In this example below we look at a Wikipedia article on Naguib Mahfouz or نجيب محفوظ . We see that the page name is written within the URL or the URI in Arabic. However, if you have ever tried to copy and paste one of these URLs you find that what is pasted instead of the Arabic in the URL is a long string of percent signs, letters, and number like the example below. As mentioned above you browser interprets this long coded string from UTF-8 into Arabic.  Let’s dissect this code from left to right.

http://ar.wikipedia.org/wiki/ نجيب_محفوظ/   – How the URL appears in your browser

http://ar.wikipedia.org/wiki/%D9%86%D8%AC%D9%8A%D8%A8_%D9%85%D8%AD%D9%81%D9%88%D8%B8  – The actual UTF-8 encoding Arabic URL.

%D9%86 = ن

%D8%AC = ج

%D9%8A = ي

%D8%A8 = ب

%D9%85 = م

%D8%AD = ح

%D9%81 = ف

%D9%88 = و

%D8%B8 = ظ

 

Yes, the words are written backwards

As you can see here that despite the fact that the Arabic letters show up from right to left in the decoded version of the URL, the coded version is actually written from left to right. This may have some interesting implications related to how these URLs are interpreted by search engines and their impact on SEO but we will have that discussion for another article.

 

Another Example

To illustrate further here is another example from an Arabic website about cosmetic surgery. The website contains a page about different types of plastic surgery procedures which has a URL that appears in your browser as follows:

https://tajmeeli.com/عمليات-التجميل/

That said, when you copy the URL from your browser and paste it somewhere other than the browser bar you get the following string of characters.

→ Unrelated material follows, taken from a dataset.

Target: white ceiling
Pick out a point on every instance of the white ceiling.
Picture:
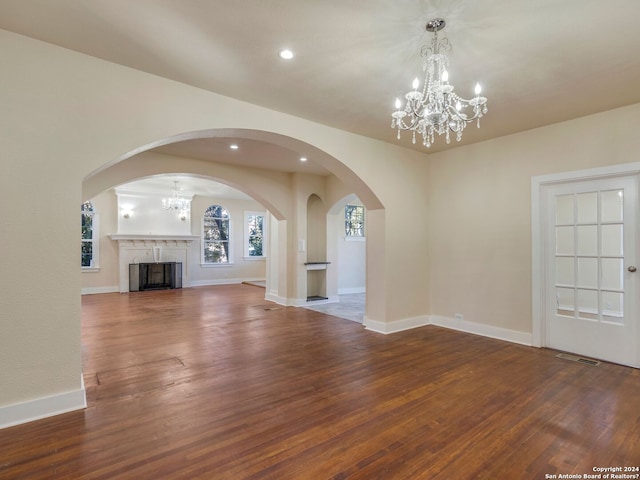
(539, 61)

https://tajmeeli.com/%D8%B9%D9%85%D9%84%D9%8A%D8%A7%D8%AA-%D8%A7%D9%84%D8%AA%D8%AC%D9%85%D9%8A%D9%84/

 

%D8%B9 = ع

%D9%85 = م

%D9%84 = ل

%D9%8A = ي

%D8%A7 = ا

%D8%AA = ت

%D8%A7 = ا

%D9%84 = ل

%D8%AA = ت

%D8%AC = ج

%D9%85 = م

%D9%8A = ي

%D9%84 = ل

 

Below you can find a full list of all UTF-8 codes for Arabic characters so you can understand any encoded URI.

 

UTF-8 Arabic Character
D9AA ٪
D9AD ٭
D88C ،
D9A0 ٠
D9A1 ١
D9A2 ٢
D9A3 ٣
D9A4 ٤
D9A5 ٥
D9A6 ٦
D9A7 ٧
D9A8 ٨
D9A9 ٩
D89B ؛
D89F ؟
D8A1 ء
D8A2 آ
D8A3 أ
D8A4 ؤ
D8A5 إ
D8A6 ئ
D8A7 ا
D8A8 ب
D8A9 ة
D8AA ت
D8AB ث
D8AC ج
D8AD ح
D8AE خ
D8AF د
D8B0 ذ
D8B1 ر
D8B2 ز
D8B3 س
D8B4 ش
D8B5 ص
D8B6 ض
D8B7 ط
D8B8 ظ
D8B9 ع
D8BA غ
D980 ـ
D981 ف
D982 ق
D983 ك
D984 ل
D985 م
D986 ن
D987 ه
D988 و
D989 ى
D98A ي

 

We hope this article was helpful and please don’t hesitate to leave feedback if you have any additional insight.